Sebagimana jalan Uwaisy al-Qorni, banyak cerita guru-gurtu besar sufi dibimbing secara rohani oleh Kanjeng Nabi Muhammad; dan guru-guru besar sufi ada yang membimbing muridnya melalui jalan rohani juga. Untuk membuktikan ini, kitab Afdholush Sholawât `alâ Sayyidis Sâdat karangan Syaikh Yusuf bin Isma`il an-Nabhani, dapat mengkonfirmasinya. Kitab itu menghimpun berbagai sholawat, yang di antaranya ada sholawat-sholawat yang disusun langsung dengan dibimbing oleh Kanjeng Nabi.
Jalan al-Khidriyah
Selain itu, juga ada sosok yang bernama Nabi Khidhir, sebagaimana diriwayatkan banyak guru sufi, yang di antaranya meriwayatkan wirid al-Musabba`at al-Asyara, dan dzikir sholawat pendek Shollalôhu alai wasalllam; dan beberapa jenis redaksi istighfar, redaksi tasbih, dan lain-lain; yang memberikan pengajaran dan mendidik guru-guru tertentu.
Sebagian orang tidak mengakui ini, tetapi para guru besar sufi, mengakui ini dengan kesadaran sepenuhnya. Ilmu-ilmu kenabian dari Nabi Muhammad juga diajarkan kepada Nabi Hidhir, lalu diajarkan kepada sebagian umat Islam, seperti cerita wirid al-Musabbatul Asyaro, yang diketengahkan Imam al-Ghozali dalam kitab Ihyâ’; dan Abu Tholib al-Makki dalam Quttul Qulûb; dan cerita soal sholawat dengan redaksi pendek, shollallôhu `alâ Muhammad. Cerita sholawat dengan redaksi pendek yang diketengahkan kitab Afdholush Sholawât `alâ Sayyidis Sâdat, telah dijelaskan dengan gambling.
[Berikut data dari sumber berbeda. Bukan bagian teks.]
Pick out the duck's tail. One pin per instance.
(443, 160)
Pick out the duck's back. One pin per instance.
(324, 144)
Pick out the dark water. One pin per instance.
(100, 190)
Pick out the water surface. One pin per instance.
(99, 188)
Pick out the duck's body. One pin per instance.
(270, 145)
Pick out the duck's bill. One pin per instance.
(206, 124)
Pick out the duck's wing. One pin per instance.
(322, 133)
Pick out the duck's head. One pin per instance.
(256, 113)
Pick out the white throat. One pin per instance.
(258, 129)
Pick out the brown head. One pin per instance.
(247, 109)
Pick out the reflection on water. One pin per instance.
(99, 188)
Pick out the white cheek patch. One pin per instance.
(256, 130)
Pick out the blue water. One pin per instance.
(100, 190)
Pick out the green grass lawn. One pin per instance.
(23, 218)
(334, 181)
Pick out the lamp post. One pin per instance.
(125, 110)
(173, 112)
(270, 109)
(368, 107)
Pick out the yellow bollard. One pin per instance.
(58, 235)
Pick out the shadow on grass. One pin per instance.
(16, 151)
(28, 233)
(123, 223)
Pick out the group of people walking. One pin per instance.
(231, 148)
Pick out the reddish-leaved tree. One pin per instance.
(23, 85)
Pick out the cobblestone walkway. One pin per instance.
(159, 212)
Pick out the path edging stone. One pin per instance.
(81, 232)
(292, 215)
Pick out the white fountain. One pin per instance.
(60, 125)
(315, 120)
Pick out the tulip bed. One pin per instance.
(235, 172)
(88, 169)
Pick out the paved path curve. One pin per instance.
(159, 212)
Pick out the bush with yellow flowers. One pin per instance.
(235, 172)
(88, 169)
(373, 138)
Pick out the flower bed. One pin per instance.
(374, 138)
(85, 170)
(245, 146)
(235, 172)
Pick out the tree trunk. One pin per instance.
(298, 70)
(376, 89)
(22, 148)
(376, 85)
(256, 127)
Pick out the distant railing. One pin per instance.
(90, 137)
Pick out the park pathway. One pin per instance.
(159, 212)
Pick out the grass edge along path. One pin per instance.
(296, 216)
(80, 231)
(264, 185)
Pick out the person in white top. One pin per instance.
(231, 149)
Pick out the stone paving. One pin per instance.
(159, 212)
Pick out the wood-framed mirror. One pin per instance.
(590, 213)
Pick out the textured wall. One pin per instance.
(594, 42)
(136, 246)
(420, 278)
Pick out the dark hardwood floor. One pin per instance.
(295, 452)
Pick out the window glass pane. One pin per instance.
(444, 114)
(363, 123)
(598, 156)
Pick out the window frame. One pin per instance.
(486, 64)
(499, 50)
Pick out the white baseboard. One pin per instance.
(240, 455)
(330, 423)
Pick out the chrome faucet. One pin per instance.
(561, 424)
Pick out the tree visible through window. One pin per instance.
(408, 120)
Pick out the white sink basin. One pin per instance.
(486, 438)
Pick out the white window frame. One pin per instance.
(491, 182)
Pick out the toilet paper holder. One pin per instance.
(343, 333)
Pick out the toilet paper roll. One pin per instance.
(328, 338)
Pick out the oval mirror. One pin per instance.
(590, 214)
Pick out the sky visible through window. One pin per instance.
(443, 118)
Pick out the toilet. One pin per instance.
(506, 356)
Saya sendiri telah menulis jalan Khidir ini dalam tulisan berseri tentang Wali Abdal.
Al-Ulama’ Pendidik Umat
Ilmu-ilmu kenabian yang diajarkan melalui beberapa jalur itu, membawa pada pengertian bahwa Ahlu Bait Nabi adalah satu bagian; di mana bagian yang lain Nabi juga mewariskan kepada mereka yang ada di luar Ahlu Bait Nabi. Para Ahlu bait Nabi itu, pada akhirnya bercabang 2: satu berkiprah di kalangan Syiah dan satunya berkiprah di kalangan Ahlussunnah Waljamaah. Pewarisan ilmu-ilmu kenabian di luar Ahlu Bait Nabi itu, juga membawa implikasi ada orang-orang yang mewarisi ilmu-ilmu kenabian itu, berasal dari orang-orang di luar Arab, atau percampuran dari berbagai ras dan suku, antara Ajam dan Arab; antara Ahlu Bait dan bukan Ahlu Bait.
Mereka ini dimuliakan Kanjeng Nabi, melalui penghimpunan dalam hadits-hadits tentang al-Ulama’. Kanjeng Nabi mengatakan bahwa para Ulama’ adalah pewaris para Nabi, al-Ulamâ’ warotsatul anbiyâ’, sebagaimana disebutkan dalam hadits Abu Darda’: “Sesunggnya para Ulama’ adalah pewwaris para Nabi” (Abu Abdullah Muhammad bin Salamah al-Qhodho`i, Musnad asy-Syihâb, II: 103, hadits No. 975, pada bab No. 630 tentang “al-`Ulama’u warotsatul Anbiyâ’”). Dalam catatan kaki pada Musnad asy-Syihâb (jilid II: 103) itu disebutkan, hadits ini juga diriwayatkan oleh: Tirmidzi, No. 2822; Ahmad (jilid V: 196); Ibnu Majah, No. 223; Abu Dawud, No. 3624; Darimi, No. 349; Ibnu Hibban, No. 80; dan al-Khotib di dalam ar-Rihlah hlm. 77-82.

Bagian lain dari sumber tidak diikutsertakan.